Your whole childhood you are taught to believe that you have to fall in line with either of these two parties, the right running on a more conservative, capitalistic, nationalistic, religious pandering platform- the left running on a more socialistic, utopian idealistic, secular, environmental friendly, equality pandering platform. (Notice the usage of the word pandering)

We are taught to buy in to the illusion that if we fall in to any of those broad ideas, we are either a Republican or Democrat, depending on which side of the aisle the particular idea is backed by. 

Then comes the real issue; what if someone strongly believes something on each side? Better yet, what happens when a particular politician shares a large portion of your core beliefs, and maybe even the core beliefs of the majority of Americans, but is not a member of one of the two major political parties?

The answer is simple, your chosen political representative will be denied a voice before he or she can even use it on a widely publicized stage. In order to even be in the political eye, the politicians that go against the Right/Left grain must conform to either or, in the process sacrificing their true beliefs and overall integrity to please said party.

Which brings me to my point....

If you were to take a newborn baby and tell them there are only two types of food to choose from their whole entire life, they would always choose the better of the two. If you were to present the child with two different types of shit to eat, the child would likely choose the one that tasted less like shit. Would that make the food not shit?

From the beginning until the end of our brief existence on this earth, these are the choices we have, the shit on the Right and the shit on the Left, or at least that's what we are led to believe.

When I hear an elderly man tell me that kids in my generation are ungrateful and entitled, my first thought is; 'maybe it's because we are tired of eating shit!'

Those accountable for the corrupt monopolized politics in a democracy are not the corrupt politicians, but the people who elect them.
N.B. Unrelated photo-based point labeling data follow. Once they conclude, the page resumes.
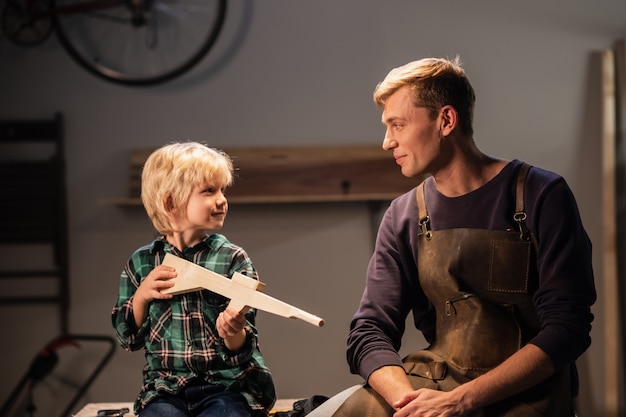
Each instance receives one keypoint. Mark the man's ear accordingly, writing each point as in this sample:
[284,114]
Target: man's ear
[449,119]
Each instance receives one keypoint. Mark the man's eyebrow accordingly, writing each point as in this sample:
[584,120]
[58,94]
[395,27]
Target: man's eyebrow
[390,119]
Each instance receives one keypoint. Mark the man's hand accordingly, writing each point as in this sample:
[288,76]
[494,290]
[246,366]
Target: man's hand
[429,403]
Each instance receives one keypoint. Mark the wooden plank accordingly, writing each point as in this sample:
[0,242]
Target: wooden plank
[192,277]
[292,174]
[611,326]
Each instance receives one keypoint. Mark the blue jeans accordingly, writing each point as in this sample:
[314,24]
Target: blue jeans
[198,401]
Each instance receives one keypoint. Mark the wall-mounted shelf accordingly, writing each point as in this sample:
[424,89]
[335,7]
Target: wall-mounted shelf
[298,174]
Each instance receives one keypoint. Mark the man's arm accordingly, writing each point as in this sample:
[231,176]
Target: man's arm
[524,369]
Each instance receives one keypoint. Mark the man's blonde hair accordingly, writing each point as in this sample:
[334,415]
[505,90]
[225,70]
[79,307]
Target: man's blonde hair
[435,82]
[171,173]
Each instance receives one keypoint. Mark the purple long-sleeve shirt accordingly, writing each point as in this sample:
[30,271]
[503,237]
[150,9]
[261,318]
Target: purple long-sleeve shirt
[566,288]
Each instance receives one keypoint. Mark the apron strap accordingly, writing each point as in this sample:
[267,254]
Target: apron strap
[424,221]
[520,214]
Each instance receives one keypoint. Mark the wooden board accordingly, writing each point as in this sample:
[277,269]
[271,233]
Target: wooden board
[611,327]
[300,174]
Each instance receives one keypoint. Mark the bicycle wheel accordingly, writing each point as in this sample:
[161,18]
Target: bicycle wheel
[26,23]
[138,42]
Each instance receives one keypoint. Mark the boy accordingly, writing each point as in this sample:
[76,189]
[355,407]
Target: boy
[202,357]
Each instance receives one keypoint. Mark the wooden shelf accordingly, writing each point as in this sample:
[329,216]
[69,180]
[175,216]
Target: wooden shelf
[298,174]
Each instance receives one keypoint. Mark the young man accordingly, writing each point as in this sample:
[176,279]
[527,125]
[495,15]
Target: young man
[202,357]
[489,255]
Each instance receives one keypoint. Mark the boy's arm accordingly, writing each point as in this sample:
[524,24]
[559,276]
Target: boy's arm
[150,289]
[231,327]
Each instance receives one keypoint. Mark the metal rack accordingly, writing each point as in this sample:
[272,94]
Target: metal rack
[33,214]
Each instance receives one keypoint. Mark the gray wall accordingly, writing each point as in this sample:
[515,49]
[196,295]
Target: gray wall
[302,73]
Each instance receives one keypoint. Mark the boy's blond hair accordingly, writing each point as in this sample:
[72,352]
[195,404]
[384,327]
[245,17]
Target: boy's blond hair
[434,82]
[172,172]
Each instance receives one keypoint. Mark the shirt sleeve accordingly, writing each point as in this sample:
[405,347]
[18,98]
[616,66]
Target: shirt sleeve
[391,292]
[566,289]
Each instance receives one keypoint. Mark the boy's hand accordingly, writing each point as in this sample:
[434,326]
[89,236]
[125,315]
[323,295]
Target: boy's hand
[230,324]
[160,278]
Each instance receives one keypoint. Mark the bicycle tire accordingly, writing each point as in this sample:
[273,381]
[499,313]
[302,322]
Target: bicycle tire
[102,37]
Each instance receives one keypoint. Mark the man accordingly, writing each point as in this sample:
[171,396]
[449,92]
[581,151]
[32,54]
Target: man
[489,255]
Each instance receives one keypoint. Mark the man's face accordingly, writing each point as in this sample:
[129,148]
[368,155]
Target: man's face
[411,134]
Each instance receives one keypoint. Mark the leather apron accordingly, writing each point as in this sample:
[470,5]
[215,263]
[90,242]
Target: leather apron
[480,283]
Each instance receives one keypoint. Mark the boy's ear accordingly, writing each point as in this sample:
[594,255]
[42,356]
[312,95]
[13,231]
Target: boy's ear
[168,203]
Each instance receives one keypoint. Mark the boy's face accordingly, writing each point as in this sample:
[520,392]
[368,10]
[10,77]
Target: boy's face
[207,208]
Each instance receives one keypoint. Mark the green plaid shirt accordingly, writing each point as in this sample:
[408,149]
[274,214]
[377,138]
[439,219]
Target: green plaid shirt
[179,336]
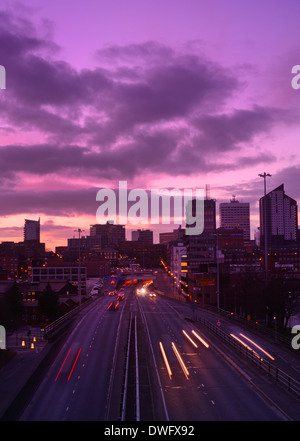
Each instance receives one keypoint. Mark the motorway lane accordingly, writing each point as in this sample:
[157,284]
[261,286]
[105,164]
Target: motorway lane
[85,395]
[214,390]
[278,354]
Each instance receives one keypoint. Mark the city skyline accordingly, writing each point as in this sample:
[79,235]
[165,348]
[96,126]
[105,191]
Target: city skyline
[160,95]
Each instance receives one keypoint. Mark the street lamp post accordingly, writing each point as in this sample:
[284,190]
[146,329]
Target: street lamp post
[265,175]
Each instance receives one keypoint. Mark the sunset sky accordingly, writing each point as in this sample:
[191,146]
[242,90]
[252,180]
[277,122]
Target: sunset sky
[163,93]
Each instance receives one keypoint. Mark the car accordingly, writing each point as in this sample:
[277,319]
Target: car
[113,306]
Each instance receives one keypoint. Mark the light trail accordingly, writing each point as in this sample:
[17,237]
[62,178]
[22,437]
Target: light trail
[74,364]
[189,338]
[200,339]
[165,360]
[244,344]
[181,362]
[251,341]
[62,365]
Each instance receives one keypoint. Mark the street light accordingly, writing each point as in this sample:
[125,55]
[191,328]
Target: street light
[265,175]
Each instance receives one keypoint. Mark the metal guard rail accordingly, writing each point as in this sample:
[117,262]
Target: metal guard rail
[277,374]
[49,328]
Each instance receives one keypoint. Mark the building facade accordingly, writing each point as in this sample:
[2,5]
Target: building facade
[278,218]
[235,214]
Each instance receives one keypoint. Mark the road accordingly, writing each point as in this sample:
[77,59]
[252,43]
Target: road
[212,390]
[86,386]
[85,395]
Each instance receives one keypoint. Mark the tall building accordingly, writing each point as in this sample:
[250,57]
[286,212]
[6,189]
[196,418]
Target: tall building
[110,233]
[32,230]
[142,235]
[235,214]
[279,217]
[201,247]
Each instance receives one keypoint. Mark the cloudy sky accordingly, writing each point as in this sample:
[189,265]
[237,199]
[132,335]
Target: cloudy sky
[167,93]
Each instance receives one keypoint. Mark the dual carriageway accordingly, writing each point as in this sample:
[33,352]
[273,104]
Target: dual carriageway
[151,359]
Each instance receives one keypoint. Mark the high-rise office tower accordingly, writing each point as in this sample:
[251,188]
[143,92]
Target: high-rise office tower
[235,214]
[278,217]
[32,230]
[110,233]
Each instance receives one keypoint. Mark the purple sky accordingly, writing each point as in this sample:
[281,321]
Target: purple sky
[165,93]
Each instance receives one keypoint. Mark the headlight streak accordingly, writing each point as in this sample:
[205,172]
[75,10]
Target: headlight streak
[165,360]
[251,341]
[183,366]
[189,338]
[74,364]
[200,339]
[244,344]
[62,364]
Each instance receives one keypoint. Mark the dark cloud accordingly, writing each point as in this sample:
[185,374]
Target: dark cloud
[146,108]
The citizens who sacrifice their personal integrity to elect a government official who has no integrity are the ones responsible for the shit my generation is being fed. 

If you have a problem with a generation that you brought up and you coddled, maybe you should have stood up for your fellow countrymans liberty from the beginning instead of falling in line like generations before you and then blaming the current generation for your naivety. And remember, in twenty years when you are dead this generation will be the one with the votes, so maybe instead of criticizing them you should be leading them to not make the same naive mistakes as you. Maybe you should show them how to differentiate the shit from the ice cream so when they are in your position, they can choose the ice cream instead.

The beauty of a democracy is that your vote buys your government, not the other way around. The more you eat the shit, the more it's fed to you. And after all, you are what you eat.